A PathCollection is a container for paths with built-in filtering, aggregation, export, and post-processing analysis.

Basic Properties

paths = spa.analyze(sector=42, depth=8)

len(paths) # Number of paths found
paths.coverage # Sum of all contributions (fraction of total)
paths.total_intensity # Total intensity for the target sector
paths.target_sector # Index of the analyzed sector
paths.satellite_name # Name of the satellite analyzed
paths.metadata # AnalysisMetadata object

Filtering Paths

Filter paths by various criteria:

# By minimum contribution
significant = paths.filter(min_contribution=0.01) # Paths > 1%

# By maximum depth
shallow = paths.filter(max_depth=3) # Only up to 3 stages

# By sector presence
coal_related = paths.filter(contains_sector=15) # Contains sector 15

# Custom predicate
coal_ending = paths.filter(predicate=lambda p: "Coal" in p.sectors[-1])

# Combine multiple filters
filtered = paths.filter(min_contribution=0.005, max_depth=5)

Getting Top Paths

# Top N paths by contribution
top_ten = paths.top(10)

# Equivalent to slicing
top_ten = paths[:10]

Aggregation

By emission source sector

Sum contributions by the sector where emissions occur (leaf node):

hotspots = paths.aggregate_by_sector()
# Returns: {sector_idx: total_contribution, ...}

# Sort by contribution
sorted_hotspots = sorted(hotspots.items(), key=lambda x: x[1], reverse=True)
for sector_idx, contribution in sorted_hotspots[:5]:
print(f"Sector {sector_idx}: {contribution:.2%}")

By supply chain stage

Group paths by the sector at a specific stage:

# Group by first-tier suppliers
by_tier1 = paths.group_by_stage(1)
# Returns: {sector_idx: PathCollection, ...}

for sector_idx, group in by_tier1.items():
print(f"Via sector {sector_idx}: {len(group)} paths, {group.coverage:.2%}")

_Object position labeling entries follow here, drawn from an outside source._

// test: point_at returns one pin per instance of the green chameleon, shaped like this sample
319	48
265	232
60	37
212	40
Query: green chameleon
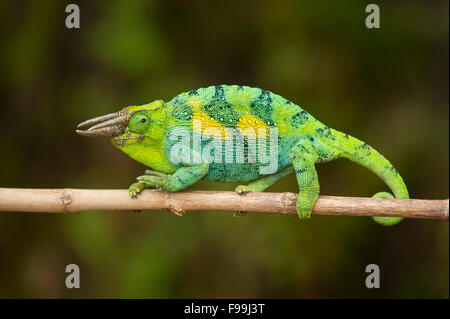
186	140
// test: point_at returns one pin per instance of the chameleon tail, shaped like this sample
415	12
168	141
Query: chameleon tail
363	154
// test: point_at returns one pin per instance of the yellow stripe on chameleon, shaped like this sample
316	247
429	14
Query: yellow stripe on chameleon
207	122
252	122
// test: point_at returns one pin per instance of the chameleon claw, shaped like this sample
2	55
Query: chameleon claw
242	189
238	213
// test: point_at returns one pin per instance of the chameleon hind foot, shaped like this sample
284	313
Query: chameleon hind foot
238	213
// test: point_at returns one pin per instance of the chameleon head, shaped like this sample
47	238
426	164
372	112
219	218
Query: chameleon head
131	125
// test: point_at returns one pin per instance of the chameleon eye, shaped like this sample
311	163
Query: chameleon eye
138	123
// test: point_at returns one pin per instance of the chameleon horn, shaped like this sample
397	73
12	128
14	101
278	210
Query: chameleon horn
112	130
98	119
122	119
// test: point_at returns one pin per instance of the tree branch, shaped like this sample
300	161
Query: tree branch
78	200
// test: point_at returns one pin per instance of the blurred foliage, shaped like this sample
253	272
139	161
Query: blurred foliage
388	87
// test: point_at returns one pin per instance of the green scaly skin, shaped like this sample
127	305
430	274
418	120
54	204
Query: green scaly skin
303	142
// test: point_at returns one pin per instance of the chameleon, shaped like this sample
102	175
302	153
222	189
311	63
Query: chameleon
208	124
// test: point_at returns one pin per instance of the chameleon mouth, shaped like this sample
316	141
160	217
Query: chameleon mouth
111	125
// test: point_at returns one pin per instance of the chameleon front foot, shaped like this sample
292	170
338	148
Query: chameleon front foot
135	189
152	179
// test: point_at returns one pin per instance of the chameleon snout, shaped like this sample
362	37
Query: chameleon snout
112	124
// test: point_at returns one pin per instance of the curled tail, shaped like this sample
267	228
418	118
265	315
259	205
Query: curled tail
363	154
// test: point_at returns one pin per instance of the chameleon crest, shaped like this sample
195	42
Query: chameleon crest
232	133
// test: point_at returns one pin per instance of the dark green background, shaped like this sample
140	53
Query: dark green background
388	87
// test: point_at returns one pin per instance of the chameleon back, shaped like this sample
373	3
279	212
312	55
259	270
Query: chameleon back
229	114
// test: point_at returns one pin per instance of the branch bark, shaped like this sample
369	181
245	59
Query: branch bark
77	200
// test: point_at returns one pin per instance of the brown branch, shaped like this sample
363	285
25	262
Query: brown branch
78	200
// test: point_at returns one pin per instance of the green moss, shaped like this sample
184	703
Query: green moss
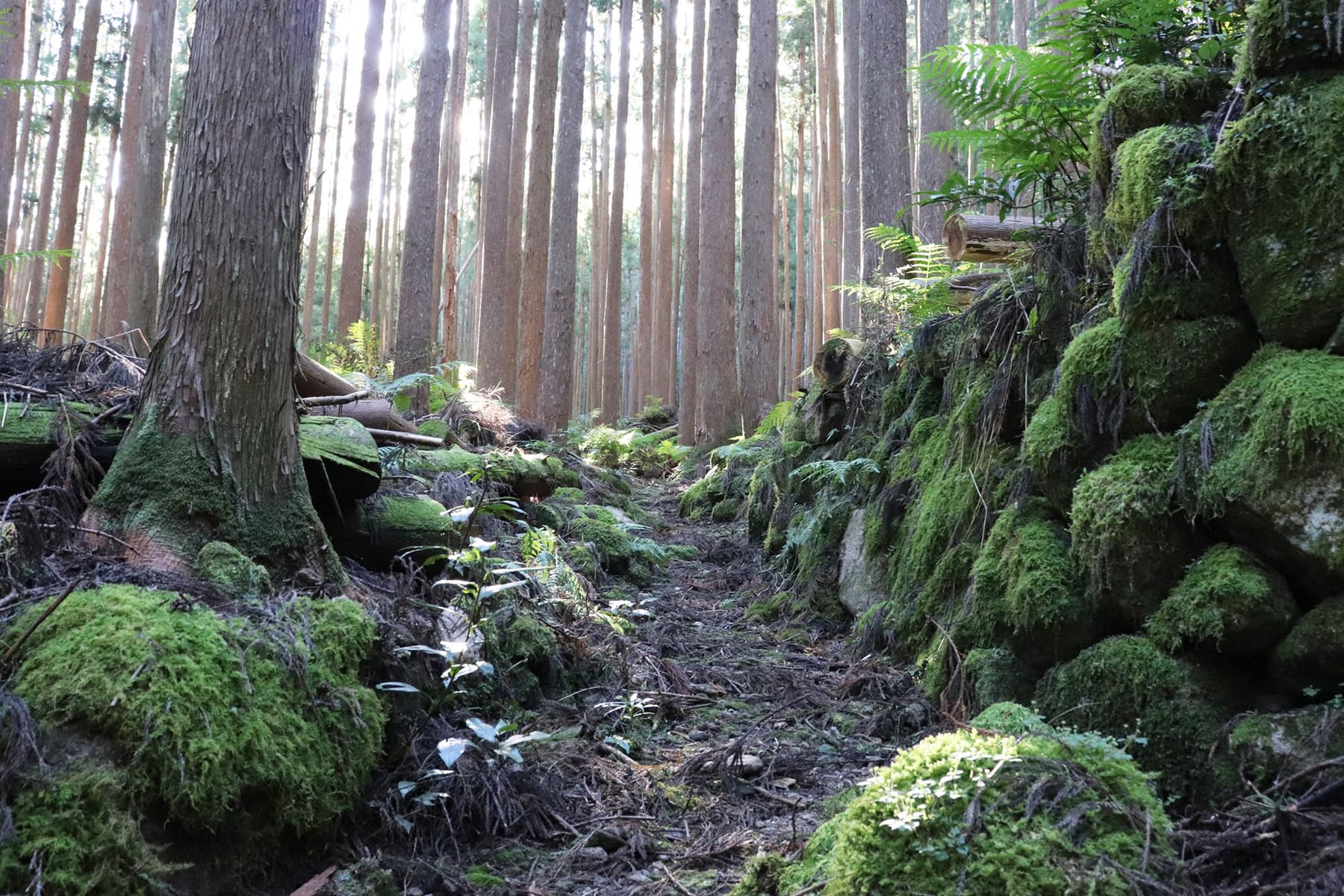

Semantic aggregation (custom & hierarchical)

Aggregate by leaf sector into user-defined semantic groups:

mapping = {
0: "Primary",
1: "Secondary",
2: "Services",
}

by_group = paths.semantic_aggregate(mapping)

Hierarchical aggregation uses multiple mappings to build multi-level keys:

level_1 = {0: "Goods", 1: "Goods", 2: "Services"}
level_2 = {0: "Agriculture", 1: "Manufacturing", 2: "Services"}

hier = paths.hierarchical_aggregate([level_1, level_2])
# Keys look like: ("Goods", "Manufacturing")

Network analysis (centrality & bottlenecks)

Treat the extracted paths as a directed weighted supply-chain network:

edges = paths.edge_weights()              # (downstream, upstream) -> weight
bc = paths.betweenness_centrality() # node betweenness
bottlenecks = paths.bottleneck_sectors() # ranked bottleneck sectors

topo = paths.network_topology() # density, in/out strengths, etc

Loop detection (circular economy)

Detect repeated-sector cycles in extracted paths:

loops = paths.loop_analysis()

loops.loop_share
loops.top_cycles(10)

Export Methods

To DataFrame

df = paths.to_dataframe()
# Columns: contribution, contribution_pct, direct_intensity,
# cumulative_weight, depth, stage_0, stage_0_name, stage_1, ...

To CSV

# With metadata header (default)
paths.to_csv("results.csv")

# Without metadata
paths.to_csv("results.csv", include_metadata=False)

To JSON

# To file
paths.to_json("results.json")

# To string
json_str = paths.to_json()

Summary

Generate a text summary:

print(paths.summary())

Metadata

Access analysis metadata for reproducibility:

meta = paths.metadata

meta.analysis_date # When analysis was run
meta.sector # Target sector
meta.threshold # Threshold used
meta.threshold_type # 'percentage' or 'absolute'
meta.max_depth # Maximum depth explored
meta.total_intensity # Total intensity
meta.coverage # Fraction covered
meta.n_paths # Number of paths
meta.mode # 'sector_specific' or 'system_wide'
meta.satellite # Satellite name
meta.n_sectors # Total sectors in system

# Export metadata
meta_dict = meta.to_dict()